В жаре пылающих пихт, или Ниже полета ворона. Ян Михайлович Ворожцов
Холидей. – Ты своей трусостью и безверием господу нашему в лицо плюнул и приравнялся к тем, кто его побивали палками и камнями и требовали для него казни! И путь к его неисчерпаемому милосердному сердцу для тебя потерян на веки вечные. Гореть тебе в адском пламени!
Холидей отступился на шаг, направил револьвер в лицо горбоносому и выстрелил. Вхолостую шагнул курок.
– Ты что ж… гад, сучий сын пустоглазый!
Горбоносый саданул ему по носу, забрал оружие и возвратился в седло.
– Поднимайся! – длиннолицый дернул за веревку.
– Ублюдки! Пробовали вы жить по законам вашим? Вы, составители их! Жить такой жизнью, как жил я. В ваших словах нет силы, судьи. Вы ничто для меня! Лжецы, будьте вы прокляты и ваш закон. А ты, щенок прыщавый, берегись. Представится мне шанс к бегству, я твоего отца отыщу. И все семейство твое. Отрублю старику и вторую руку на глазах жены, потом изнасилую ее, сестер твоих тоже изнасилую, и порублю их на куски. Убью их! Каждого из них. И все свои болящие раны, что ты мне причинил и твои спутники, я заживлю твоей смертию и их, и кровь ваша будет мне бальзамом на душу мою разгоряченную и неуспокоенную!

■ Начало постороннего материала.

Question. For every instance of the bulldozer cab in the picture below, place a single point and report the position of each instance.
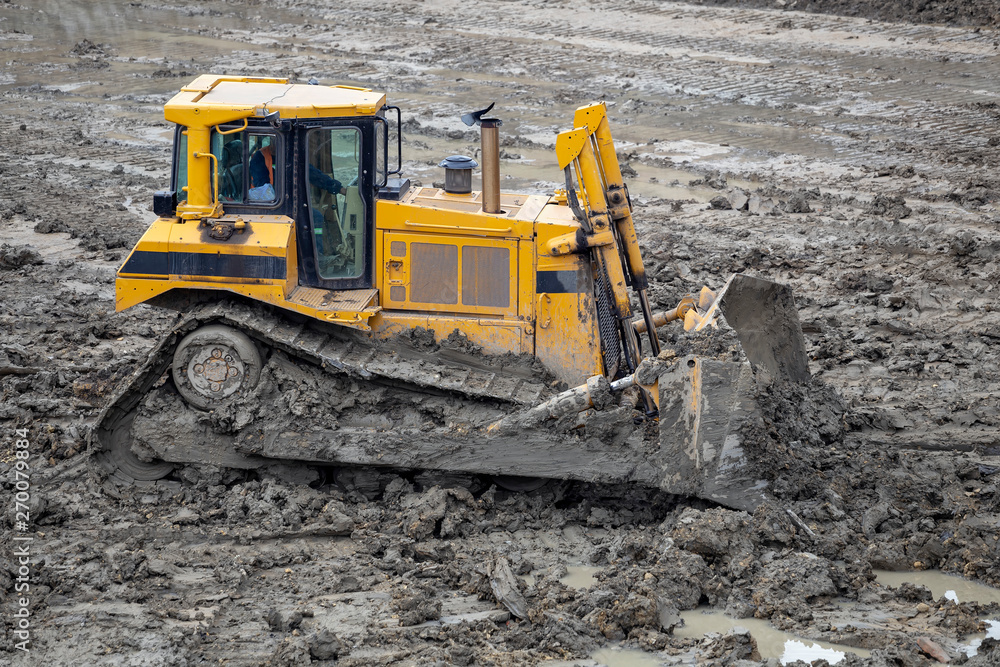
(322, 175)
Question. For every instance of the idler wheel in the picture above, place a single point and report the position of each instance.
(122, 463)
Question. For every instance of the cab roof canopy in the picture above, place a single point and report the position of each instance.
(215, 95)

У кареглазого кровь пульсировала в голове. Он весь горел, вглядываясь в горбоносое, длинное и кареглазое лицо Холидея, которое тасовалось у него на глазах как колода карт, меняя выражения, приводя в движение губы, глаза и мышцы.
– Дай-то Боженька всемилосердный я до тебя доберусь прежде, чем меня в петлю проденут. Тогда и тебя утяну за собой! – Холидей перекрестился. – Вот так вот. Запомни слова мои и прислушивайся, когда ангелы вотрубят!
Они продолжали путь в молчании. Полуистлевшие кости неведомого зверя, опутанные паутиной, покоились среди величавых булыжников, в логове огнедышащего ящера, где все поросло мертвым лишайником, из которого сочилась затхлая зловонная влага; над этой безнадежной картиной хлопотали разноцветные облачка шумных насекомых, как священнослужители над мощами.
Горбоносый снял шляпу в поминальном жесте.
Кареглазый глянул на него, застопорил лошадь и пристально посмотрел на разлагающуюся падаль.
Хотел запомнить мельчайшие детали, сделать какой-то слепок и унести это зрелище в собственных глазах.
Длиннолицый сплюнул и пробормотал:
– Он смерть смертью попрал.
Кареглазый бессмысленно глядел на него. Наемник спрыгнул с лошади, пошарил в седельной сумке и извлек коробок, зажег одну спичку и осторожно поднес к гуще мошкары и насекомых, и мух, шарахающихся от огонька.
– Они понимают жар. Красота, какая красота! – сказал он, потом тряхнул рукой и вернулся в седло. Кареглазый постепенно сходил с ума.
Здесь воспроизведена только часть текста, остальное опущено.